Eran ya más de las nueve de la noche. Entré al cybercafé y elegí una computadora. Cuando terminé de revisar las páginas web que buscaba, no pude evitar meterme a unos cuantos sitios de relatos porno, aun a pesar del letrero que tenía justo frente a mí: “se prohíbe el uso de sitios con contenido pornográfico”. El café estaba prácticamente vacío, pues además de mí, sólo había dos hombres atrás del mostrador que no parecían ponerme atención, pues miraban un partido de futbol en una pequeña televisión. Sin embargo mi aspecto no es como para ignorarse (modestia aparte): tengo 22 años, mido 1.68, soy muy blanca, rubia, y tengo unas nalgas bastante grandes y bien formadas. Mis senos no son grandes, pero tienen muy buen tamaño. Esa tarde llevaba una mini falda de mezclilla, sumamente pequeña, unos zapatos de plataforma y una blusa roja, muy ceñida, de tirantes.
En cuanto comencé a leer esos relatos porno me sentí muy excitada.

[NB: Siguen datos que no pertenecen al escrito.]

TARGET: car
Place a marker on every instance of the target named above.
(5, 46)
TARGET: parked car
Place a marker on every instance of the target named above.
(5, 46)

No sabía qué hacer. Me moría de ganas por masturbarme, pero no me atrevía, pues ya bastante nerviosa me sentía con estar revisando páginas pornográficas, como para encima tocarme ahí, en pleno cybercafé. Ya no aguantaba más, así que eché un vistazo, y al notar que los dos chicos del mostrador estaban más que concentrados viendo su partido, deslicé mi mano por debajo de mi falda, entre mis piernas. Sentí la humedad de mi tanga, la hice a un lado y acaricié suavemente mis labios. Hice muchos esfuerzos por no dejar escapar los suspiros que mis propias caricias me provocaban. Noté cómo, a través de mi blusa, mis pezones se ponían más duros cada vez. Seguí navegando por sitios porno mientras me tocaba, pensando que nadie me veía. El lugar estaba por cerrar, pues ya casi eran las 10. Me corro, pago y me voy, pensé. El orgasmo ya se anunciaba. No pude evitar emitir un pequeño gemido, cerré los ojos y me estremecí sintiendo mi propia humedad. El orgasmo duró unos segundos, fue muy intenso… Pero… ¡sorpresa!, cuando abrí los ojos, ya relajada por mi orgasmo, sentí que alguien estaba detrás de mí. Giré con la silla y vi a uno de los chicos del mostrador mirándome. Inmediatamente traté de incorporarme, me sentía muy avergonzada, debo haberme puesto más roja que un tomate.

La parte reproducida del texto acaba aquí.